Afghan officials today confirmed that U.S. airstrikes targeted and killed at least 16 civilians, mostly women, and children, in the eastern Nangarhar Province, targeting the civilians as they tried to flee out of an ISIS-held district where heavy fighting has been ongoing.

The attack on August 10 killed Abdul Rahman, identified by the USA military as the Kunar Provine emir for Islamic State of Iraq and Syria-Khorasan (ISIS-K), according to a statement from the command in Kabul. "There was zero chance of civilian casualties".

Dawlat Waziri, a spokesman for Afghanistan's Ministry of Defense, said Thursday's strike was carried out by foreign forces in coordination with Afghan officials.

This is the second strike in the last few weeks in the district which killed civilians.

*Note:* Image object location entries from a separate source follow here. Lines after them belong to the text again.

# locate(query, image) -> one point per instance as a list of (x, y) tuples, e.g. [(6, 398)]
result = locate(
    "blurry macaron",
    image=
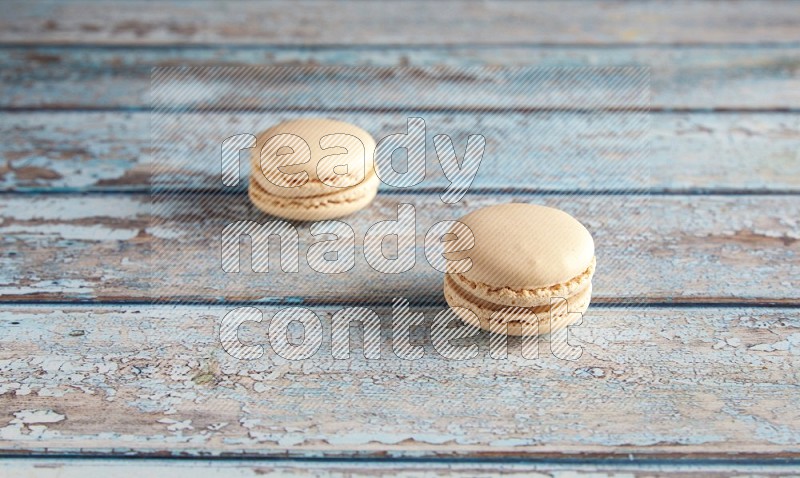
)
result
[(313, 169), (529, 263)]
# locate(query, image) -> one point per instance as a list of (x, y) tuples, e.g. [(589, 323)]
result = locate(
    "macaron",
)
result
[(532, 268), (313, 169)]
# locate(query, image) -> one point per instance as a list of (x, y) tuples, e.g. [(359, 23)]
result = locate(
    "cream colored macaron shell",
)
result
[(529, 263), (313, 169)]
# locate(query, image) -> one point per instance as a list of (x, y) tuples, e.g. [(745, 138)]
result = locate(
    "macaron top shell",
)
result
[(333, 155), (525, 246)]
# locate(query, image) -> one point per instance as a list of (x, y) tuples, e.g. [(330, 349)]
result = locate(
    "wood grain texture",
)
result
[(418, 22), (211, 468), (666, 248), (78, 151), (681, 78), (651, 382)]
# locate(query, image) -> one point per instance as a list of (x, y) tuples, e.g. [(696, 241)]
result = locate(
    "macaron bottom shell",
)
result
[(316, 208), (517, 320)]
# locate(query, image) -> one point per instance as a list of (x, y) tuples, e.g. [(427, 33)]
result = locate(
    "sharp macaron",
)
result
[(529, 263)]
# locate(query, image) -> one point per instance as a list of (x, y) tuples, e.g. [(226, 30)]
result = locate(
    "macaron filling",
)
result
[(527, 297)]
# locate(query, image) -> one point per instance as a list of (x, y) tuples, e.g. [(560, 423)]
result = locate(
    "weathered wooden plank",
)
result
[(665, 248), (109, 151), (650, 383), (418, 22), (685, 78), (202, 468)]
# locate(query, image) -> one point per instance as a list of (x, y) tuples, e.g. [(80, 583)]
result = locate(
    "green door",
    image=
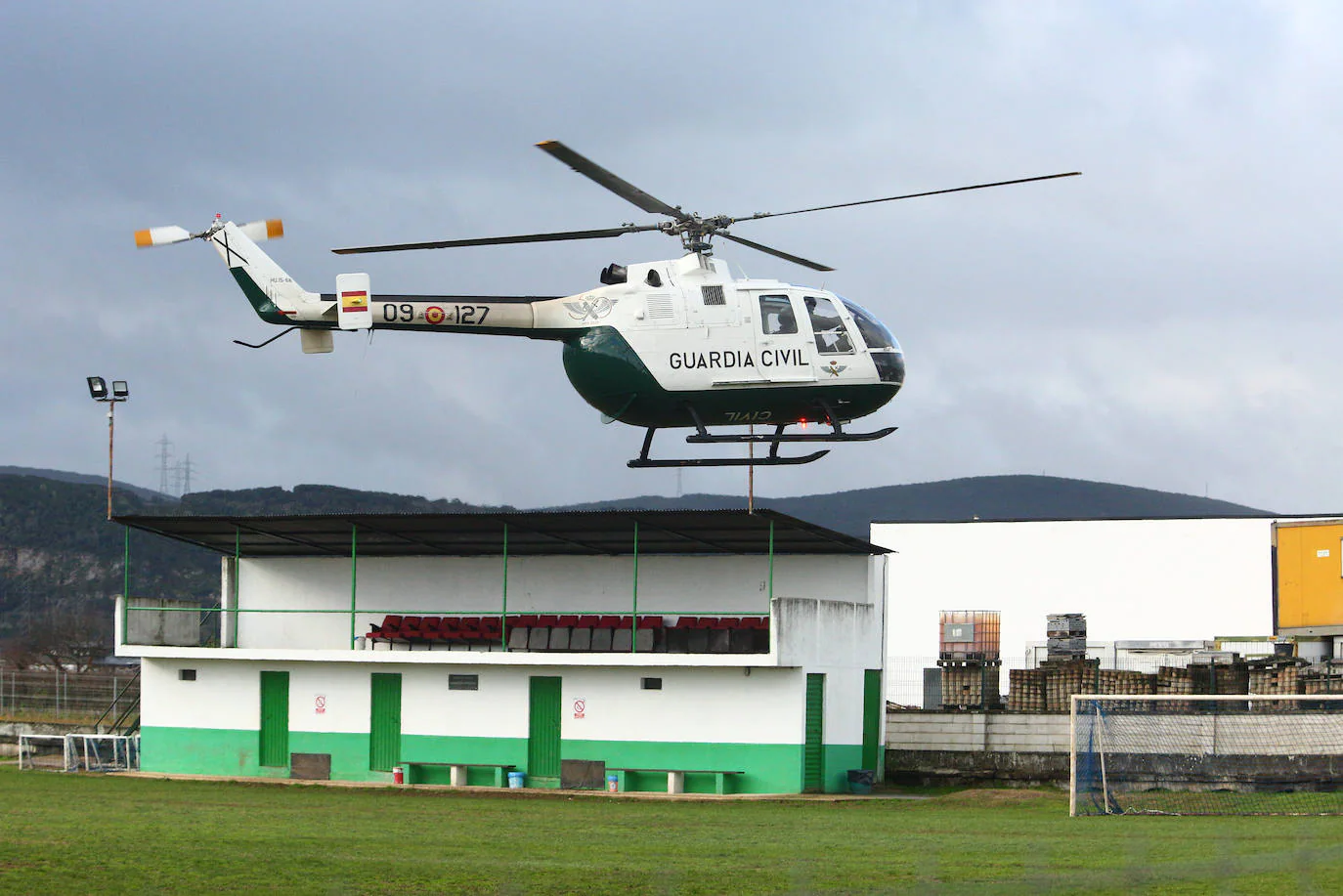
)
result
[(384, 724), (873, 710), (274, 719), (542, 732), (812, 746)]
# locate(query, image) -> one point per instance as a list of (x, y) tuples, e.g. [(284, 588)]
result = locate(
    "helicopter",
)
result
[(667, 344)]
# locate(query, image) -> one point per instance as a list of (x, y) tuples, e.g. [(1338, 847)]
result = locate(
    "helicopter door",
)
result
[(780, 346), (834, 350)]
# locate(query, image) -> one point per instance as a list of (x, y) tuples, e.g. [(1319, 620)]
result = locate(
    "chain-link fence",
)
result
[(54, 695), (905, 674)]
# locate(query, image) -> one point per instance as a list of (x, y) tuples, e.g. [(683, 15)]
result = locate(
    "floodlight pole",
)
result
[(111, 429), (98, 391)]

The United States now has about 8,400 soldiers in Afghanistan with another 5,000 troops from North Atlantic Treaty Organisation allies.

Last AugustŲŒ a USA drone attack killed 22 Afghan soldiers in HelmandŲŒ and in September that year airstrikes conducted by American warplanes claimed the lives of at least eight Afghan troops in the central province of Uruzgan.

USA forces have made it a goal to defeat ISIS-K in Afghanistan this year.

Last month a U.S. air strike killed 16 policemen in Helmand province. "But, we have appointed a delegation to investigate if civilians are killed".

Afghanistan is still suffering from insecurity and violence years after the United States and its allies invaded the country as part of Washington's so-called war on terror.

The war in Afghanistan is the longest in U.S. history with a cost of about $1 trillion.

US President Donald Trump has been skeptical about the military campaign in Afghanistan. "We do not have any news about civilian casualties".